Public health experts say they understand why hospitals struggle to keep themselves ready for disease outbreaks: Epidemics are relatively rare and often hard to predict, preparation and training are costly and time-consuming, and the consequences of previous outbreaks aren’t always remembered.
“The level of activity that’s required to be a fully prepared hospital is pretty extraordinary,” said Dr. Eric Toner, who studies medical preparedness during outbreaks at the University of Pittsburgh Center for Health Security. “If there’s not a comparable epidemic in another decade or so, a lot of the progress we’ve made will be lost.”
In addition to some states’ designated “Ebola hospitals,” federal authorities are seeking funding to create an Ebola treatment center in every part of the country to make it easier for authorities to funnel seriously ill patients to highly qualified facilities, according to the Department of Health and Human Services.
That’s good for patients, who will receive specialized care at institutions including Nebraska Medical Center — which will treat the new Ebola patient, Dr. Martin Salia — and Emory University in Atlanta, but bad for overall hospital preparedness, experts say.
“Some hospitals will take this outbreak very seriously,” Toner said. “But many will see it as a one-time event, and think they dodged the bullet.”
Ebola follows other major health concerns in recent years. In 2009, an outbreak of H1N1 swine flu, a pandemic influenza, resulted in about 60 million cases nationwide. Congress provided $6 billion in funding that helped create a vaccine stockpile, and now flu shots help contain the strain.

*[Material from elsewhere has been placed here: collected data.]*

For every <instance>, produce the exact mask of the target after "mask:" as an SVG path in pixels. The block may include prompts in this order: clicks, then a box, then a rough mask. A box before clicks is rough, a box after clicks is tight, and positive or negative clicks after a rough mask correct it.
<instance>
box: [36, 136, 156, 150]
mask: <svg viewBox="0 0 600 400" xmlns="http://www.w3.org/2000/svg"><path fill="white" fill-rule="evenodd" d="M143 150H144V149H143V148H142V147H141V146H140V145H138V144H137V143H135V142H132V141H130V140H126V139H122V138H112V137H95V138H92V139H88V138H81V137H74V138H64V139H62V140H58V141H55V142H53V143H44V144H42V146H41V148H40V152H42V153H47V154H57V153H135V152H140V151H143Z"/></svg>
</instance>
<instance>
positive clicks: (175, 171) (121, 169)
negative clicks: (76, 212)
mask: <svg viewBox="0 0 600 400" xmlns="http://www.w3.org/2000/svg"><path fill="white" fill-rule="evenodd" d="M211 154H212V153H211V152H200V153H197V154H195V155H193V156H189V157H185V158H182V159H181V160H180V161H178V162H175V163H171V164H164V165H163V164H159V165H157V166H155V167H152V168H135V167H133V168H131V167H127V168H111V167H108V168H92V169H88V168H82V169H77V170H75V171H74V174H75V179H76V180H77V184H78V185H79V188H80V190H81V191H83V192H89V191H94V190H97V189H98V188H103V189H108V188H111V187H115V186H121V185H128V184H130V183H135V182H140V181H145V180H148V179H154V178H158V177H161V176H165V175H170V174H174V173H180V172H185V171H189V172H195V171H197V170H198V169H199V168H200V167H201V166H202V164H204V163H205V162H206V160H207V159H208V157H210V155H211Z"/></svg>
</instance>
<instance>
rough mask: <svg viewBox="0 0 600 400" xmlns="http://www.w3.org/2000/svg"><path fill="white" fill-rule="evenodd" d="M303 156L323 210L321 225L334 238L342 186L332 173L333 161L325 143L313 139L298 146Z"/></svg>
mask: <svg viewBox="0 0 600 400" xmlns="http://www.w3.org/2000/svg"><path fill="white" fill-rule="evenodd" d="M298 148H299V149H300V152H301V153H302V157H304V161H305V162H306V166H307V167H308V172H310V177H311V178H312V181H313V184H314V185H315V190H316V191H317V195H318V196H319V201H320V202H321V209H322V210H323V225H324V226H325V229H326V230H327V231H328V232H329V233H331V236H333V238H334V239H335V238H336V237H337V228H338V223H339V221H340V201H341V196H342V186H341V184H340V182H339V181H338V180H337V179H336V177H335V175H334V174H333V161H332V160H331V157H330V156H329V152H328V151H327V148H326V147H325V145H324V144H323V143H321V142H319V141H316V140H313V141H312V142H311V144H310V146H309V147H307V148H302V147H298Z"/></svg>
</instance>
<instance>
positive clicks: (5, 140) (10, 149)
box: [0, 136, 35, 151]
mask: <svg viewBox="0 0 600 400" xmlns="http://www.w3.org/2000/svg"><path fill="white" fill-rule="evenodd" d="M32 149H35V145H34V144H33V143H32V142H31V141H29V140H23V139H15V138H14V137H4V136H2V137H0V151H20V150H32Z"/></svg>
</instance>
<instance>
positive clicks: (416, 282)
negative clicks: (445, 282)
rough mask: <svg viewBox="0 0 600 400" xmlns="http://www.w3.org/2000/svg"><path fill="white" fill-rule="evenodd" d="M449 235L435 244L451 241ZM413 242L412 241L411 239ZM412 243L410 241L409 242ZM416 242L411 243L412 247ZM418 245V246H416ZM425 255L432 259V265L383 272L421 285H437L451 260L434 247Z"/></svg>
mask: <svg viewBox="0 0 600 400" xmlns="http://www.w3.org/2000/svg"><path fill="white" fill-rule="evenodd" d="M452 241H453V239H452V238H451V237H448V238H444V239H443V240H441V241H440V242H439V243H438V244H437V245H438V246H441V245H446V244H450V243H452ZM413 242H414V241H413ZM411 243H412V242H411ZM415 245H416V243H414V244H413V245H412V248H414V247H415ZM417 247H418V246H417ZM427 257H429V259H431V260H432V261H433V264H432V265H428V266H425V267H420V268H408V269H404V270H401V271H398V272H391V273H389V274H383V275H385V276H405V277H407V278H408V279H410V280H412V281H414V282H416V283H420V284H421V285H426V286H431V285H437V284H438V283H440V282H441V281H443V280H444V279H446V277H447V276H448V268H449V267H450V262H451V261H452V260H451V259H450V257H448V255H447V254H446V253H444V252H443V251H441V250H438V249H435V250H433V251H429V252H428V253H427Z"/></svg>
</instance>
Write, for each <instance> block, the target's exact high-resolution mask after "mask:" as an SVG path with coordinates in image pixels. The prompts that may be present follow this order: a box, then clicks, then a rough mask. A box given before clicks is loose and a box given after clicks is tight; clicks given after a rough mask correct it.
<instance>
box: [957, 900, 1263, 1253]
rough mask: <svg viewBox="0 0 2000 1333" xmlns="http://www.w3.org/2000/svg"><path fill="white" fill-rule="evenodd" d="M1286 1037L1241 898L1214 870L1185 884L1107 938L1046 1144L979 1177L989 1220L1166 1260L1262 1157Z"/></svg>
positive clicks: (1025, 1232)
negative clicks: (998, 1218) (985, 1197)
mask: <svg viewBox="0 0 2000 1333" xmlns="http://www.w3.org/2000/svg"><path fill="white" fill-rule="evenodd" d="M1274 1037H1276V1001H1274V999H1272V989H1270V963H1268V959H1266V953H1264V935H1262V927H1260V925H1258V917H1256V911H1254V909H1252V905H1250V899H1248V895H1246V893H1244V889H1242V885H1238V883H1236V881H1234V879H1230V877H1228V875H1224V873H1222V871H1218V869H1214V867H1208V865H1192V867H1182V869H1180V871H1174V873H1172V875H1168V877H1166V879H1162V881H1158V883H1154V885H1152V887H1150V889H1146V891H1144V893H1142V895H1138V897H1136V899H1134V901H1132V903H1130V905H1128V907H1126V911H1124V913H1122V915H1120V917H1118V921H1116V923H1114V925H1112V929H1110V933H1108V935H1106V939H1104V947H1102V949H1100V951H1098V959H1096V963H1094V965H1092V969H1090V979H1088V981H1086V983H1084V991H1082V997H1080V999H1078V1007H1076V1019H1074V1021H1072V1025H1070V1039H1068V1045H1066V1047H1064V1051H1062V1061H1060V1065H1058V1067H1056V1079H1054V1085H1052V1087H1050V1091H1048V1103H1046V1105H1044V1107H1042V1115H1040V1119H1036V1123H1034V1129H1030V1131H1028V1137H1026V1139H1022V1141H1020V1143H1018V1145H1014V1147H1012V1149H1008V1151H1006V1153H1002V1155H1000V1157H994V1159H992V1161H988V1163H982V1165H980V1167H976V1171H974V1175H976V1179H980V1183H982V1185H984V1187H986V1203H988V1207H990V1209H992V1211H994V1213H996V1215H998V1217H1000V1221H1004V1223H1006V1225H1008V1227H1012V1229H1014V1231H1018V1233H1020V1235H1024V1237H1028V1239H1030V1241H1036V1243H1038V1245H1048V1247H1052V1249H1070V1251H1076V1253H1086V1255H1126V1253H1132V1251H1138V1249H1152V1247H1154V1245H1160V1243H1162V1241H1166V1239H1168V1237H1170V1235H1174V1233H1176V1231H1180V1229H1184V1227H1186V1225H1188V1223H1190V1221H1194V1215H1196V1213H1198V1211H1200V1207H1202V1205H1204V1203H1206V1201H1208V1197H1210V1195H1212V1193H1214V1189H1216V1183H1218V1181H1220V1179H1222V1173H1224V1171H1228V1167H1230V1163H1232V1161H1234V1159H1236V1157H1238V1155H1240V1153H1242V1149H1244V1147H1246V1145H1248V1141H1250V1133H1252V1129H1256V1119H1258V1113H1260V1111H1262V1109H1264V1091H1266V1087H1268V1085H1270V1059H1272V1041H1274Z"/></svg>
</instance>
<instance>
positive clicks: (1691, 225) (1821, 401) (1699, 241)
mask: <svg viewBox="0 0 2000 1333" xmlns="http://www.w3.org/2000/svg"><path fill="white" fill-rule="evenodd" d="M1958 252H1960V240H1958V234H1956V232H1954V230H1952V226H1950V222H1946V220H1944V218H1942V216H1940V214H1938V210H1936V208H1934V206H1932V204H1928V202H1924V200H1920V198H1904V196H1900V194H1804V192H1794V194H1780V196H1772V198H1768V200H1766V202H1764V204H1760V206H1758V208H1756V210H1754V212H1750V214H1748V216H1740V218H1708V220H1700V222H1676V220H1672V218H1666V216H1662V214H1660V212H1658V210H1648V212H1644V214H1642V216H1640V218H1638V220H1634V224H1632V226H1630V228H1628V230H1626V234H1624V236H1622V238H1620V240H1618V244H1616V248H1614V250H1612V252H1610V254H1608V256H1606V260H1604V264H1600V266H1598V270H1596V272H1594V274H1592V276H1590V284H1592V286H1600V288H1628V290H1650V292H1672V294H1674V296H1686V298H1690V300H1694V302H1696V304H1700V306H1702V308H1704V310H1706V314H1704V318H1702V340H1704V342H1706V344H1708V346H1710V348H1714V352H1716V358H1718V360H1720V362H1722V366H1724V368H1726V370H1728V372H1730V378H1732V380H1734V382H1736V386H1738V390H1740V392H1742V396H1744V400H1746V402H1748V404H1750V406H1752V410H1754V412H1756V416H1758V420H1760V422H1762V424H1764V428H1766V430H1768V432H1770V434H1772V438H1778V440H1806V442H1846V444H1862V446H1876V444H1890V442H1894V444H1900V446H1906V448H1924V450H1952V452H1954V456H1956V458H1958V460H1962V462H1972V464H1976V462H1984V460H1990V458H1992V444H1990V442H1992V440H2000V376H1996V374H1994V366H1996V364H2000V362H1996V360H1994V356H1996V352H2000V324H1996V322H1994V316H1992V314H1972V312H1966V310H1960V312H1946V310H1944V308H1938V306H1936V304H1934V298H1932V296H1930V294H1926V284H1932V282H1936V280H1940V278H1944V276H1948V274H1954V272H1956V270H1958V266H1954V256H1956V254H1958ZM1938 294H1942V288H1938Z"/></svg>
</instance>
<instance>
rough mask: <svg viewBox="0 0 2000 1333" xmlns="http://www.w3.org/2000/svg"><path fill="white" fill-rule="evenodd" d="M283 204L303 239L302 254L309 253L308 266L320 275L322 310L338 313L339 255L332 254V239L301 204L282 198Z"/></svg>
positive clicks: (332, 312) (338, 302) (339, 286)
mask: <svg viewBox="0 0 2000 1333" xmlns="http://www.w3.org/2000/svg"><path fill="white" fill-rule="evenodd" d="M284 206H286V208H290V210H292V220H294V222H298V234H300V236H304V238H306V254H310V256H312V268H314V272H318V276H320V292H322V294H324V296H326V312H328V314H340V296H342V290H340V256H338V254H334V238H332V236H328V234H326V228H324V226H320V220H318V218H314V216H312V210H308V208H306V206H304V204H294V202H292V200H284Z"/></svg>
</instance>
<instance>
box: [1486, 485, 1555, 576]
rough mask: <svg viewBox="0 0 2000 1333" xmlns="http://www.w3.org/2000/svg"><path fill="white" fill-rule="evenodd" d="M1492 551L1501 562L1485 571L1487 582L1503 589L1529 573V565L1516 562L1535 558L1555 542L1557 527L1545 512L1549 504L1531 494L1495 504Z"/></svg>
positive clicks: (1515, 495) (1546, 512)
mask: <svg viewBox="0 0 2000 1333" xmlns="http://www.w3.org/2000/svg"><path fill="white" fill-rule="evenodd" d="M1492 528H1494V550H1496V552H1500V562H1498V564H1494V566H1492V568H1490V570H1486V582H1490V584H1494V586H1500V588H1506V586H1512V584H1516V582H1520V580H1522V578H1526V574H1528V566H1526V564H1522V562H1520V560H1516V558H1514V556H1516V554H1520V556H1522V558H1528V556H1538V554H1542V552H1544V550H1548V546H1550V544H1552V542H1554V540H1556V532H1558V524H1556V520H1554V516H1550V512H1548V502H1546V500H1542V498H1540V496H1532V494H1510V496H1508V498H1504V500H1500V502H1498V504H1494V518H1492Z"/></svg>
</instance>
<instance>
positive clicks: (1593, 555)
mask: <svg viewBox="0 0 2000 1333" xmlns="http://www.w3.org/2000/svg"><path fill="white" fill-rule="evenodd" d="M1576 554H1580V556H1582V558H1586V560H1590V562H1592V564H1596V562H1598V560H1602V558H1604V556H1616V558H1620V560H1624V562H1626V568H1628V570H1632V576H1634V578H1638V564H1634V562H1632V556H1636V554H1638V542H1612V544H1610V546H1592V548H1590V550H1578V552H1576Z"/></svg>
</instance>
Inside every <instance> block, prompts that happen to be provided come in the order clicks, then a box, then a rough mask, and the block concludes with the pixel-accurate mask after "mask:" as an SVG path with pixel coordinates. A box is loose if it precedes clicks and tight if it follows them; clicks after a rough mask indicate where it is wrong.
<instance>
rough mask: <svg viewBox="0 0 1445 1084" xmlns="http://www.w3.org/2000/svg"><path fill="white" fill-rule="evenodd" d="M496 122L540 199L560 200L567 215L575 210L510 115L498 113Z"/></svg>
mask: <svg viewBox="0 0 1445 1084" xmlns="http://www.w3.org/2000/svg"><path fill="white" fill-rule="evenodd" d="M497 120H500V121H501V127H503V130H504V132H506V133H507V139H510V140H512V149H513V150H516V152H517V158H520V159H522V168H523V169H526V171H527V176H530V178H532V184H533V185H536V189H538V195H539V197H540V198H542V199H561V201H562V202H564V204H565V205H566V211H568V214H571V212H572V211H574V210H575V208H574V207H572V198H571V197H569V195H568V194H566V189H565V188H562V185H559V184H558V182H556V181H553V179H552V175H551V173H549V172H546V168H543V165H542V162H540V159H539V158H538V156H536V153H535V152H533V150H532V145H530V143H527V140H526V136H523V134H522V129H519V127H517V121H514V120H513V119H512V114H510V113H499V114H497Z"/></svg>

In 2006, bird flu led President George W. Bush to request additional federal funding to ramp up vaccine production and detect outbreaks overseas. Earlier in his term, in 2003, the SARS outbreak killed more than 700 people worldwide, including several doctors and nurses in Canada.
“We’re getting better every time we’re faced with this,” said Dr. Melissa McDiarmid, a professor of medicine at the University of Maryland. “If there is any kind of blessing from this Ebola outbreak, it’s that we need to stop making excuses regarding preparedness.”
States with designated Ebola treatment hospitals have led the country in hospital preparedness. New York, where Ebola patient Dr. Craig Spencer was treated, has run practice drills throughout the state and set aside eight hospitals to treat possible cases.
The state’s plan has been held up as a model for future outbreaks, according to Linda Greene, a spokeswoman for the infection control professionals’ association and an infection prevention manager at the University of Rochester Medical Center, one of New York’s designated treatment hospitals.
Under such a system, hospitals throughout a state would be expected to identify initial cases and then transfer them to one of the designated centers for treatment.
“Any hospital, no matter how small, must be able to identify a case,” Greene said. “This is really a model that’s been in healthcare for a long time — not every hospital can have a burn unit; not every hospital can have a trauma unit. We’re seeing that move into the infectious disease world.”
Ultimately, Pavia said, Ebola has been instructive for the nation’s healthcare system. But it may not automatically be remembered during the next health scare.
“There’s no question that we’ve learned some lessons from the Ebola outbreak,” he said. “The question is, how much and how quickly are we going to forget?”